Despite the heat, topsoil moisture levels were adequate or better for three-quarters of Virginia farms, according to the U.S. Department of Agriculture’s weekly crop weather survey findings. But another few weeks of serious summer weather could change all that.

“With heat like this, we have to bring crews in at 2 a.m. instead of 5 a.m. in order to harvest the sod and get it out before it gets too hot,” explained Stephanie Cornell, a dairy, grain and sod farmer in Prince William County who serves on her local Farm Bureau board. “Getting it out early allows them to lay the sod and get water on it instead of the sod just sitting on the pallet and burning up.
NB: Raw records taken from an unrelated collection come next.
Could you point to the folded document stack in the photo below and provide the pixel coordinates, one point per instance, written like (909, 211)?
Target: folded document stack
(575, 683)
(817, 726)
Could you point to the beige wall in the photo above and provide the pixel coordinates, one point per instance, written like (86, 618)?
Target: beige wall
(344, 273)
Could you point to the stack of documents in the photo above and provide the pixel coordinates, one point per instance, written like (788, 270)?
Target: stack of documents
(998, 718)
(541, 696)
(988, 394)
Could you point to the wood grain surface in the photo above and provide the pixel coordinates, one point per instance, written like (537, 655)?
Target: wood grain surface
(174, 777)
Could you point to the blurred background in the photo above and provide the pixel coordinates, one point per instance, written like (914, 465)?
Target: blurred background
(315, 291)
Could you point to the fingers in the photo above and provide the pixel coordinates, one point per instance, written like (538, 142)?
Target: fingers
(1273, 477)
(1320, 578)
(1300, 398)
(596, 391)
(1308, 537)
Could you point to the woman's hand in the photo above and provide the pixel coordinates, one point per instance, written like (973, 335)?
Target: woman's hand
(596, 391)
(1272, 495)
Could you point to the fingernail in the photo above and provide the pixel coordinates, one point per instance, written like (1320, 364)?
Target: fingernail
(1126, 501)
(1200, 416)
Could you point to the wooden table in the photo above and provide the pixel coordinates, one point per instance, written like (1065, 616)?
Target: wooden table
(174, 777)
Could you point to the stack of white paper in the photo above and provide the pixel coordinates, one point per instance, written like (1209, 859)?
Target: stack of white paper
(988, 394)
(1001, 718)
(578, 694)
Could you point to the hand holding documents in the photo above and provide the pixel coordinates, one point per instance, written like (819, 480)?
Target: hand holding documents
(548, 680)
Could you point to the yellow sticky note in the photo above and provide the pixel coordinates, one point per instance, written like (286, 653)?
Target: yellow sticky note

“Then at midday, when it’s hottest, we’re pulling out irrigation reels and keeping the rest of the sod moist. It’s definitely been 14- to 15-hour days in the heat in order to produce good quality turfgrass this summer.”

The weekly survey reported that Virginia’s apple harvest is ahead of schedule, as is the peach harvest. Other crops are running behind due to last spring’s excessive wet weather. And forage crops are struggling.

Denise Gainey, a horse owner and Farm Bureau member in Amelia County, said conditions “literally went from some green in our pastures to brown and crunchy last week. No rain came, and there’s nothing out there now. It’s looking like we’re going to have to start feeding hay much sooner than we’d like to. Normally we’re not feeding hay until the end of October or the middle part of November, if then.”

Some corn and soybean yields may have been reduced after last week’s heat, the USDA crop weather report noted. Both cotton and peanuts are progressing slower than the five-year average.